Ведь существует же общественная необходимость! Ведь она требует, чтобы Бевиль получал восемьдесят семь тысяч франков в год, а Флери — девяносто пять тысяч. Требует, чтобы епископу нансийскому Манжо, духовнику президента, выкладывали по триста сорок два франка в день. Чтобы Бассано и Камбасересу платили каждому по триста восемьдесят три франка в день, а Вайяну — четыреста шестьдесят восемь, а Сент-Арно — восемьсот двадцать два франка. Ведь должен же Луи Бонапарт получать семьдесят шесть тысяч семьсот двенадцать франков в день. Меньшим окладом императору никак не обойтись!
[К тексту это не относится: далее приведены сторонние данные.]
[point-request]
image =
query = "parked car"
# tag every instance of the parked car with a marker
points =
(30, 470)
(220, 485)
Во мгновение ока бойня на бульваре охватила пространство в четверть мили. Залпы одиннадцати орудий разрушили особняк Саландруз. Ядра изрешетили двадцать восемь домов. Бани Жуванс разбило снарядами; вдобавок, они были затоплены. Кафе Тортони превратилось в груду обломков. Весь обширный квартал огласился страшными воплями толпы, искавшей спасения в бегстве. Повсюду — внезапная смерть. Человек идет, ничего не опасаясь, — и падает, как подкошенный. Откуда пришла гибель? Свыше — говорят епископы, служа благодарственные молебны. Снизу — говорит истина.
Из той бездны, что ниже каторги, ниже ада.
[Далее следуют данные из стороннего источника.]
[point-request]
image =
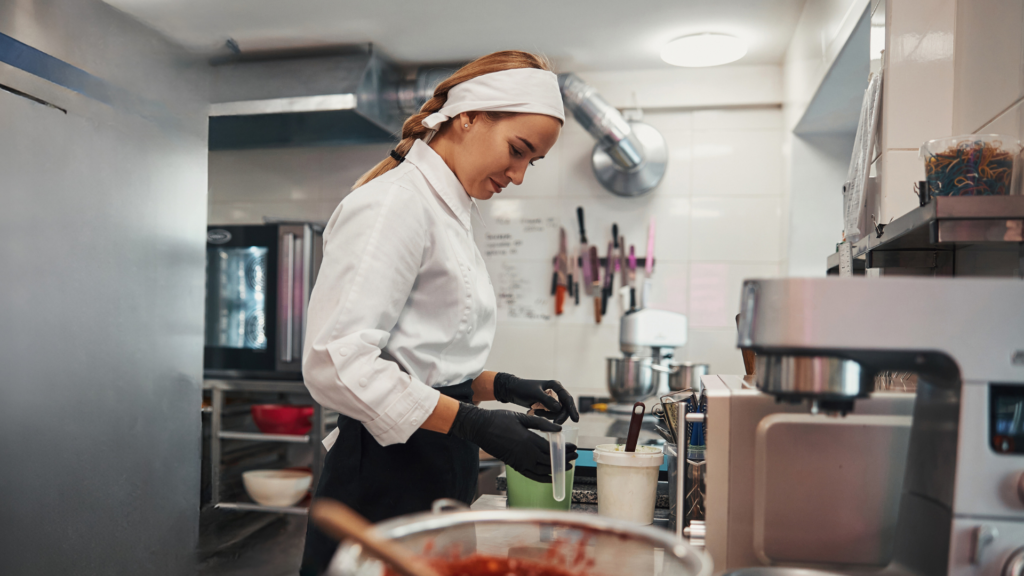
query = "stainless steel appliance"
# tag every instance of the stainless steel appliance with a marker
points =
(648, 339)
(258, 281)
(786, 487)
(962, 505)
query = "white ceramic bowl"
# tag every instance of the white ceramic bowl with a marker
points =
(276, 488)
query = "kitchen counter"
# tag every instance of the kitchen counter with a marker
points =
(495, 502)
(585, 492)
(596, 428)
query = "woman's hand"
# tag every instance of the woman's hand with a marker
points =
(509, 388)
(507, 436)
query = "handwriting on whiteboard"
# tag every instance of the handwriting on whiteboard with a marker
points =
(519, 294)
(523, 237)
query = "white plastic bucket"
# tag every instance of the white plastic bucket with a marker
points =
(627, 482)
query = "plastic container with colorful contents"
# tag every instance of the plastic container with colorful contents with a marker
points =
(972, 165)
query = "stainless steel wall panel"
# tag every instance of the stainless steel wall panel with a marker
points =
(101, 284)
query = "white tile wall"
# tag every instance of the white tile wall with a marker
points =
(989, 68)
(918, 93)
(718, 219)
(900, 169)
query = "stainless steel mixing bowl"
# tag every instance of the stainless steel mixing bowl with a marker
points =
(632, 378)
(580, 542)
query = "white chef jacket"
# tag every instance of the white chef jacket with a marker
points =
(402, 303)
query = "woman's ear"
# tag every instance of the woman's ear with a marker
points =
(469, 118)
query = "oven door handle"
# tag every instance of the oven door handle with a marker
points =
(286, 354)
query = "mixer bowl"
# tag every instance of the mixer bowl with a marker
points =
(632, 378)
(562, 542)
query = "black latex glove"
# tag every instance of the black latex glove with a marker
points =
(509, 388)
(506, 436)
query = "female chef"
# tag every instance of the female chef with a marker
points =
(401, 318)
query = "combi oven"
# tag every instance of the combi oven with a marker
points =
(258, 281)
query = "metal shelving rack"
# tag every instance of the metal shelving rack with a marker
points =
(929, 236)
(221, 387)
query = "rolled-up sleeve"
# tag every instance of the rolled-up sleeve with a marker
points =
(374, 247)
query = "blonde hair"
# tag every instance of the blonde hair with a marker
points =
(414, 130)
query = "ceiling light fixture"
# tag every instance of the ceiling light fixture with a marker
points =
(700, 50)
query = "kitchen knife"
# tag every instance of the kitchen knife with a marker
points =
(609, 278)
(588, 270)
(633, 277)
(614, 240)
(621, 263)
(648, 285)
(571, 277)
(595, 283)
(561, 272)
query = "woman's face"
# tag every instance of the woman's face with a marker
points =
(489, 155)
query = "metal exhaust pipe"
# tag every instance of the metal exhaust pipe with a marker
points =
(630, 158)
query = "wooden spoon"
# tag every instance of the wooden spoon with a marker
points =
(339, 522)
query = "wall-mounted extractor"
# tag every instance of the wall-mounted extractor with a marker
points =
(349, 97)
(629, 158)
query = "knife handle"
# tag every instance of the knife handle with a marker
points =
(583, 231)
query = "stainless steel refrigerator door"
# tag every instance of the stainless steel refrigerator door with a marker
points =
(298, 261)
(101, 242)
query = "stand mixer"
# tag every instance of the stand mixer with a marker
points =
(821, 342)
(648, 338)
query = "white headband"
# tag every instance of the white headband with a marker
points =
(526, 90)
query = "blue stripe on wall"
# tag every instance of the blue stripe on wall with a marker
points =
(54, 70)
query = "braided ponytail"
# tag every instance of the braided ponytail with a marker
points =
(414, 129)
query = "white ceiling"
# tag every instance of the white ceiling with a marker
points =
(577, 35)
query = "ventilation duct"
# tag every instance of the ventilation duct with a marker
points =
(347, 98)
(629, 158)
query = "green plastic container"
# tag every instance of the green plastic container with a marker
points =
(524, 493)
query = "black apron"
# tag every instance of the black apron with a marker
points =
(383, 482)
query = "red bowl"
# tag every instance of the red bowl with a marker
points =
(278, 418)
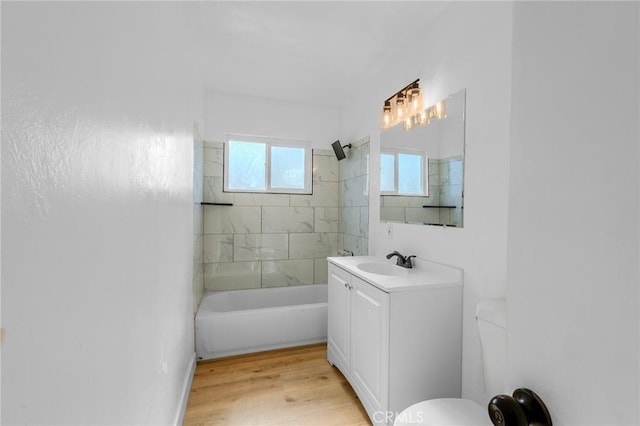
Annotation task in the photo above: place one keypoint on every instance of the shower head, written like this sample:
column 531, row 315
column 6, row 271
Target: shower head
column 338, row 149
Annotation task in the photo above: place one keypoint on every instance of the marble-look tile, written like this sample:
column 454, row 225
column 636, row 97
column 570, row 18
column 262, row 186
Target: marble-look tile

Замысел Калигулы, осуществленный Папавуаном.
Ксавье Дюррье вышел на бульвар. Вот его подлинные слова: «Я сделал шестьдесят шагов; я видел шестьдесят трупов». Он повернул назад. Быть на улице — преступление; сидеть дома — тоже преступление. Злодеи врываются в дома и убивают людей. На гнусном жаргоне участников бойни это называется пришибить. Солдаты орут: «Пришибай всех!»
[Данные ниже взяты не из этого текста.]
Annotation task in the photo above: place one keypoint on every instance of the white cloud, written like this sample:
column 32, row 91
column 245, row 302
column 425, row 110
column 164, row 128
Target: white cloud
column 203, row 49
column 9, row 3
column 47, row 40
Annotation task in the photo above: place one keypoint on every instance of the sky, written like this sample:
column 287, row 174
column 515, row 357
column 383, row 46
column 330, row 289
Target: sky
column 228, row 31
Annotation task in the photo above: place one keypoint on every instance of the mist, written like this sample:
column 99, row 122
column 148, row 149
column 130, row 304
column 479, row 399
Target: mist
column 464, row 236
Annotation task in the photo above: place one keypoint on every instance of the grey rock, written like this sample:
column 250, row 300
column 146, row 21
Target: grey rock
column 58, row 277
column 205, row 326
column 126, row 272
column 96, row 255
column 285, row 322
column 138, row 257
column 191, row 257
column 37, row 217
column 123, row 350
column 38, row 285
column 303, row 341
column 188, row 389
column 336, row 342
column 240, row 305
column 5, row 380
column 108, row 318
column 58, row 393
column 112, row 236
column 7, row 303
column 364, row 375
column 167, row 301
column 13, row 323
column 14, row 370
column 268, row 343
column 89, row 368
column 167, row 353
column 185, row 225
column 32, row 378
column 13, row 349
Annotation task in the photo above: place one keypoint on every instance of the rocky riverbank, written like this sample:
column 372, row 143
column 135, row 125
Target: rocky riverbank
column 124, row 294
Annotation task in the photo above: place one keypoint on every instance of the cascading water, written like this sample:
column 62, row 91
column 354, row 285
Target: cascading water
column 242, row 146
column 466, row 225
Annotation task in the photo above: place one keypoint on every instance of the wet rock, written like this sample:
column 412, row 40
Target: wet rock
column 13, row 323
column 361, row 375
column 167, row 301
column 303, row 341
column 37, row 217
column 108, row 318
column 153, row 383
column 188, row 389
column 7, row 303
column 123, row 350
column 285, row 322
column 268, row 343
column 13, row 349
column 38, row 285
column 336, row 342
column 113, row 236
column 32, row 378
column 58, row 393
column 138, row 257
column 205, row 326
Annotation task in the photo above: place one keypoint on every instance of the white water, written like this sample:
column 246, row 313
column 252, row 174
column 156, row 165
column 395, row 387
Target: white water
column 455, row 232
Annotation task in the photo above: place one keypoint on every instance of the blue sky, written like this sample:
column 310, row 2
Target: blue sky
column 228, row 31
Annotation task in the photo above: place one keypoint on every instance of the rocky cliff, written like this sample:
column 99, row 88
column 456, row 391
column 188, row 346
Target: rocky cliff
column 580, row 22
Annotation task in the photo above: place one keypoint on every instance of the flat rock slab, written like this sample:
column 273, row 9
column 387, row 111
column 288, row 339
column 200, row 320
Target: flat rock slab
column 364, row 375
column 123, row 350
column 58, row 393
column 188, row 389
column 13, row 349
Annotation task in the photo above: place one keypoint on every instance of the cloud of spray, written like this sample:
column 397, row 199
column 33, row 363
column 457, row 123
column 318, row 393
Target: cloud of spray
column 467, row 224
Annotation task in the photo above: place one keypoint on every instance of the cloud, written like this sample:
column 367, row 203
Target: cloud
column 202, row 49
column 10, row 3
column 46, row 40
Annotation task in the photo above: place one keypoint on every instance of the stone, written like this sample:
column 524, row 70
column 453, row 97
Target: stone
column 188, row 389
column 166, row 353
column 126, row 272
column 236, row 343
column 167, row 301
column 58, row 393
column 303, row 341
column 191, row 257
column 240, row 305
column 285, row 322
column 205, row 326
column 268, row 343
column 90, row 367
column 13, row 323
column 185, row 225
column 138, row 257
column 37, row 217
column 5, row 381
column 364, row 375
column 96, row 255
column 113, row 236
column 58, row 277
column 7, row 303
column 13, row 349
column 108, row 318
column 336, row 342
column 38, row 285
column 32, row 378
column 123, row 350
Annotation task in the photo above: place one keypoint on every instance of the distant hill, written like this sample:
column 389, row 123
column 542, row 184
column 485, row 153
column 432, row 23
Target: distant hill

Книгопродавец Адд стоит на пороге своей лавки, на бульваре Пуассоньер № 17. Его убивают. В ту же минуту довольно далеко от бульвара Пуассоньер, — ведь бойня происходит на обширной территории, — владелец дома № 5 на улице Ланкри, Тирьон де Монтобан, стоит у своего подъезда; его убивают. По улице Тиктонн идет семилетний мальчик, его фамилия Бурсье; мальчика убивают. На улице Тампль № 196 мадмуазель Сулак открывает окно; ее убивают. В доме № 97 по той же улице две портнихи, г-жи Видаль и Рабуассон, сидят за шитьем в своих квартирах; их убивают. Краснодеревщик Бельваль находится у себя дома, на улице Люн № 10; его убивают. Купец Дебак, улица Сантье № 45, находится у себя дома; владелец цветочного магазина де Куверсель, улица Сен-Дени № 257, — у себя дома; ювелир Лабит, бульвар Сен-Мартен № 55, — у себя дома; парфюмер Монпела, улица Сен-Мартен № 181, — у себя дома; Монпела, Лабита, Куверселя и Дебака убивают. На улице Сен-Мартен в доме № 240 изрубили саблями в ее квартире мадмуазель Сеген, бедную вышивальщицу; так как ей нечем было платить врачу, ее отправили в больницу Божон, где она и умерла 1 января 1852 года, в тот самый день, когда Сибур служил торжественный молебен в соборе Парижской богоматери. Другую бедную швею, Франсуазу Ноэль, проживавшую на улице Фобур-Монмартр № 20, застрелили из ружья; она умерла в больнице Шарите. Экономку Ледо, проживавшую в Каирском проезде № 7, ранило картечью перед архиепископским дворцом; она умерла в морге. Мадмуазель Грессье, проживавшую в предместье Сен-Мартен № 209, тяжело ранило картечью на бульваре Монмартр; таких же случайных прохожих — госпожу Гилар, проживавшую на улице Фобур-Сен-Дени № 17, и госпожу Гарнье, проживавшую на бульваре Бон-Нувель № 6, — эта участь постигла на бульваре Сен-Дени. Они упали, пытались подняться, тотчас стали мишенями для солдат, хохотавших при виде их страданий, снова упали — и уже не поднялись. Не было недостатка и в воинских подвигах. Полковник Рошфор — в генералы его произвели, по-видимому, за это дело — во главе уланского полка лихо атаковал на улице Мира нянек с детьми и обратил их в бегство.